Lawmakers are disappointed in how the Pritzker administration handled the deadly COVID-19 outbreak at the LaSalle Veterans' Home last year in the wake of an inspector general report that spotlights how the state didn't protect the facility's vulnerable residents.
In an April 30 video shared by IL House GOP, state Rep. Daniel Swanson (R-Woodhull), a 27-year army veteran himself, said Pritzker failed Illinois' veterans.
"Having seen this report from the inspector general [...] I'm mad," Swanson said, "It upsets me. These veterans survived battlefield conditions to succumb within the walls of our Illinois veterans home. Their families trusted us with their care and protection."
Swanson stated that the IG report "details a lack of leadership from within the Pritzker administration." The report called out the wrongful delegation of crucial leadership duties from former VA Director Linda Chapa LaVia to her underqualified chief of staff, both of whom have since resigned.

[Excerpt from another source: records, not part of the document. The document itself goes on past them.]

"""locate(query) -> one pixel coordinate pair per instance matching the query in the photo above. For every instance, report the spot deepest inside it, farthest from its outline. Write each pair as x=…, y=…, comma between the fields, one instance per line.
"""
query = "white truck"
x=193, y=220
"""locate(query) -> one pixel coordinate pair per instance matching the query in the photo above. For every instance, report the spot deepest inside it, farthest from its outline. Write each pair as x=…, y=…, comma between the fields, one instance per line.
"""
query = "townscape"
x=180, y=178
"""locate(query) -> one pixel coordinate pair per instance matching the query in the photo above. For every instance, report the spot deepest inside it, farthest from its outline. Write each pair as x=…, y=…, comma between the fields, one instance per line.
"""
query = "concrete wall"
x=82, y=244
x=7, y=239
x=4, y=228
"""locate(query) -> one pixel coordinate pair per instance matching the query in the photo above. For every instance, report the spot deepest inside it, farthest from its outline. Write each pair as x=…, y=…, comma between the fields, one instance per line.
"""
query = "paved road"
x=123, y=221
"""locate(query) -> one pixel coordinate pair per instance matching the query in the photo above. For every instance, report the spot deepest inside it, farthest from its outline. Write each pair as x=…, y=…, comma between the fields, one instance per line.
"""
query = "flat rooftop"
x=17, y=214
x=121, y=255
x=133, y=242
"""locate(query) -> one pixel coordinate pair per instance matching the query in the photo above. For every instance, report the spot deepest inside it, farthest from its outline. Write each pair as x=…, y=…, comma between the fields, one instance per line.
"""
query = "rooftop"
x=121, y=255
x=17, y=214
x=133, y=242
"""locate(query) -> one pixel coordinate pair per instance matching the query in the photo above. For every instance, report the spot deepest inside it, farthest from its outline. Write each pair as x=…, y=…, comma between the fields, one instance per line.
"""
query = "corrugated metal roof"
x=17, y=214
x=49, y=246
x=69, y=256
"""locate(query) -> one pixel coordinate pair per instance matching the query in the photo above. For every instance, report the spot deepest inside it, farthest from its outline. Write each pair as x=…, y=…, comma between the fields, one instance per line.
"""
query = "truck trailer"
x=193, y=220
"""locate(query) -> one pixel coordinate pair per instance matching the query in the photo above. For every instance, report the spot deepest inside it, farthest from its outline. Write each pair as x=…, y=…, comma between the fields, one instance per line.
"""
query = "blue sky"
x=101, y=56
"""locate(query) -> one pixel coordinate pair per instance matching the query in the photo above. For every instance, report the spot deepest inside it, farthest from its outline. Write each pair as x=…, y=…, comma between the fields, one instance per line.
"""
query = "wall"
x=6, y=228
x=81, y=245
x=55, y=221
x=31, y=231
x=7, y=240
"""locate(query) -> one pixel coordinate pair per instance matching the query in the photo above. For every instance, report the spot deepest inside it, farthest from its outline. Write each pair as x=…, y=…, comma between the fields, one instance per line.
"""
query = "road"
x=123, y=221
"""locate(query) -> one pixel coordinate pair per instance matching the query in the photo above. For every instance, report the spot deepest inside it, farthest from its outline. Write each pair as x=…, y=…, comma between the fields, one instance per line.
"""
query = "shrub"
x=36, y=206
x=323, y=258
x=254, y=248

The representative referenced the 2017 lethal outbreak of Legionnaire's disease at the Quincy Veterans Home, a debacle that Swanson said turned into political power plays when several legislators visited the home and used its conditions as campaign platforms.
Chapa LaVia was one of the elected officials to visit the home when she was a state representative, where staff told her that proper standard operating protocol communicated to staff and other communication from leadership were crucial to prevent a similar outbreak in the future.
"Thirty-six of our hometown heroes are dead," Swanson said. "Please let me speak directly to Gov. Pritzker loud and clear: Governor, when you made a political issue out of our veterans' deaths at Quincy, I gave you the benefit of the doubt that it was about protecting our heroes and not scoring political points on dead veterans.
"Your failures are your own. You own them, you failed to protect our heroes, despite knowing the life and death implications of failing to respond. These families and these heroes deserved so much better."